Where placing a can of soda on a table or a cellphone in a character's hand might have sufficed for a brand-integration deal in the past, advertisers, networks and studios are now constructing more complex, intricate deals in which appearances of products on-screen are simply one element of a much larger effort. One reason "Gossip Girl" placement was so desirable was the depth of marketing tie-ins the show afforded. Verizon Wireless phones offer exclusive "Gossip Girl" content and the company sponsors a website related to the show where surfers can download ring tones of songs that appear on the show.
Boon for show, too
But it's not just Verizon Wireless that gets a marketing opportunity out of the deal. "Gossip Girl" is hoping its tie-in with the cellphone company will bring in viewers to its show.
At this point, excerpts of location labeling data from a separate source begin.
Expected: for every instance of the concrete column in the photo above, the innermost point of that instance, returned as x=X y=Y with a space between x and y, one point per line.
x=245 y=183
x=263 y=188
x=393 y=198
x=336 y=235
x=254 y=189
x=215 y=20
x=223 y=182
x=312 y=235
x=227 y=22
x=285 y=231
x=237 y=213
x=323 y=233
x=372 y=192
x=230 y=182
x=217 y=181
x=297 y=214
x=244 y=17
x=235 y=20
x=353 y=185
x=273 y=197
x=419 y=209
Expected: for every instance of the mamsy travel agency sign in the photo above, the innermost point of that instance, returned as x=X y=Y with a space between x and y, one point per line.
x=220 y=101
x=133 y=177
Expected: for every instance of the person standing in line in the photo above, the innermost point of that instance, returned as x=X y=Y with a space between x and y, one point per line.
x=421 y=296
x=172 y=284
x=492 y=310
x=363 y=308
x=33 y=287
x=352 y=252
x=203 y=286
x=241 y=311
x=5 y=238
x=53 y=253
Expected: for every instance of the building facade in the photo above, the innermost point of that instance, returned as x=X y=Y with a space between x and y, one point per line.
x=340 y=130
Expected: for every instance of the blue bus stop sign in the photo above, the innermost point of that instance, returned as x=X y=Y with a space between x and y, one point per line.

Verizon Wireless efforts on behalf of the show include national print ads and even guerrilla-marketing "street teams." The level of marketing support provided to the show was a critical factor in deciding whose products to use, said Alison Tarrant, CW's senior VP-integrated sales and marketing.
With technology allowing more and more consumers to watch TV shows on the web or mobile devices, finding new ways to get the word out about new programs is important. "The integrated partnerships overall are vital to our business at this point, for all the obvious reasons," said Sonia Borris, VP-marketing and promotions, Warner Bros. Worldwide Television Marketing. "There's a desire to provide the extensions that will help market the show, and ultimately those are distribution outlets that both networks and studios can't necessarily afford. We need to utilize our partners' media assets in order to generate buzz and additional marketing support."
Rather than filling a set with name-brand goods, "why not use that opportunity as a way to connect to the appropriate brand that's going to give you marketing support and is going to reflect on the show?" asked John Zamoiski, co-CEO of NMA Entertainment & Marketing, a Los Angeles firm that creates such alliances. More networks and studios are "looking for long-term impact, instead of what might be a short-term paycheck."
The show's backers had a telecom marketer in mind early in the program's development. An initial script even had T-Mobile's "Sidekick" in its pages, said Stephanie Savage, the show's executive producer and co-creator. Showing mobile devices is "very easy to do, because it's all stuff we wanted [characters] to do anyway," she said. "We would rather not have our shows be full of fake things."
Nor would telecom marketers -- so long as the show lures the right consumers. The wireless market is a mature one, and wireless companies are focused more on retaining their customers and getting them to buy additional services, said Linda Barrabee, an analyst at Boston technology consultant Yankee Group. Teens adopt the services quickly and help influence parents' buying decisions, she said. As a result, the carriers "like to establish these exclusive relationships around content that they perceive to be hot and appeals to a segment that is important to them."